Exploring the Biosynthesis of Cardenolides in Plant Species

Researchers at the Max Planck Institute for Chemical Ecology in Jena are delving into the previously elusive biosynthetic route responsible for the creation of cardenolides in plants.

In a recently published study in the journal Nature Plants, they unveil two enzymes from the CYP87A family as pivotal catalysts that facilitate the production of pregnenolone, the precursor for plant steroid biosynthesis, in distinct plant families. This discovery holds the potential to pave the way for the development of cost-effective and eco-friendly platforms for generating top-quality steroid compounds for medical purposes.

Plants are prolific producers of an impressive array of metabolites, including medically valuable steroids. Among these compounds, cardenolides stand out. As far back as 1785, the British physician William Withering (1741–1799) documented the red foxglove’s medical applications in his book “An Account of the Foxglove,” revealing its effectiveness in treating water retention by increasing urine flow. What he didn’t realize at the time was that the active components in foxglove leaves directly influenced the heart.

Since the latter half of the 19th century, cardenolides, cardiac glycosides derived from plants, have been employed to manage heart failure and arrhythmia due to their cardiac muscle-affecting properties. Moreover, in recent years, cardenolides have shown considerable success in treating various cancers. Despite their pivotal role in human medicine, the biosynthetic pathways of these steroid molecules in plants have largely remained enigmatic. The primary objective of the research was to uncover how plants synthesize these highly intricate compounds from their theoretically simple precursors, as elucidated by first author Maritta Kunert.

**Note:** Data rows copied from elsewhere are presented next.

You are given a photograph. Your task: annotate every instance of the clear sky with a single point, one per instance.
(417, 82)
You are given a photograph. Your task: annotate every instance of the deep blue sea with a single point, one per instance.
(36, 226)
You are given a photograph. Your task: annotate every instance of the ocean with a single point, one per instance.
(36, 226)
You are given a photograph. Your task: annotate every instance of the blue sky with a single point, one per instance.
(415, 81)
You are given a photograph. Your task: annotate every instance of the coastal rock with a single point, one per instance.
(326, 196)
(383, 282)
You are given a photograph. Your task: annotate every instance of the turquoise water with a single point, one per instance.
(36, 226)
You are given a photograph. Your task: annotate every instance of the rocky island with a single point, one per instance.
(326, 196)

The research team didn’t limit their investigations to just one plant species; they also explored the rubber tree Calotropis procera, despite its belonging to a different plant family. Surprisingly, both plants produced significant quantities of cardenolides.

Since the species under study lacked sequenced genomes and well-documented gene functions, the project initially appeared as a “black box” for the researchers, as they had no established datasets or conventional methods to rely on. Their study’s starting point was previous research in a related foxglove species, which suggested that biosynthesis occurred through pregnenolone—a molecule often dubbed the “mother of all steroid hormones” because it serves as the precursor for major human steroid hormones like testosterone, progesterone, and estrogen.

Through comparative analysis of the two plant species, the research team identified candidate genes involved in cardenolide biosynthesis. Cardenolide structures in these plants exhibited both overlapping and divergent profiles. Consequently, cross-referencing genetic information from these plants, particularly regarding gene expression related to metabolite formation, played a pivotal role in pinpointing the enzymes responsible for pregnenolone production, as explained by study leader Prashant Sonawane, who oversees the project group specializing in “Steroidal Specialized Metabolism in Plants” within the Department of Natural Product Biosynthesis.

Furthermore, the scientists grappled with the challenge of pinpointing where these desired metabolites accumulated within different plant parts. “Tissue-specific localization of cardenolides was pivotal in utilizing genetic datasets to select 13 candidate genes. Comparing these datasets across various plants helped us narrow down the candidate genes for further characterization,” elucidates Prashant Sonawane.

Ultimately, the team identified two enzymes from the cytochrome P450 family 87A that catalyze the conversion of cholesterol and phytosterols into pregnenolone in both foxglove and Calotropis procera. This represented the initial step in the cardenolide biosynthetic pathway in these distantly related plants and marked the first reported enzymatic function for this subfamily of cytochrome P450.

To validate their findings, the researchers genetically modified Arabidopsis thaliana plants to produce more CYP87A enzymes. These modified plants accumulated unusually high levels of pregnenolone. Additional confirmation of CYP87A enzymes’ involvement in pregnenolone and cardenolide formation came from genetically modified foxglove plants lacking CYP87A enzymes in their leaves, resulting in significantly reduced pregnenolone and cardenolide production. This initiative also marked the establishment of the first stable transformation system for modifying foxglove plants to study specialized metabolites.

The research team’s journey is far from complete as they continue to unravel the subsequent steps in cardenolide formation in various plant species. The biosynthetic pathway remains intricate and lengthy, but with the application of state-of-the-art sequencing, bioinformatics, and metabolomics methods across diverse plant species, they anticipate solving this puzzle in the near future, as stated by Prashant Sonawane.

Plants are valuable sources of numerous pharmaceutical compounds. However, extracting these natural products remains a complex and often unsustainable process. Sarah O’Connor, who leads the Department of Natural Product Biosynthesis at the Max Planck Institute for Chemical Ecology, emphasizes that the discovery of enzymes such as CYP87A could revolutionize the development of sustainable platforms for producing high-value plant compounds by utilizing other plants for their biosynthesis.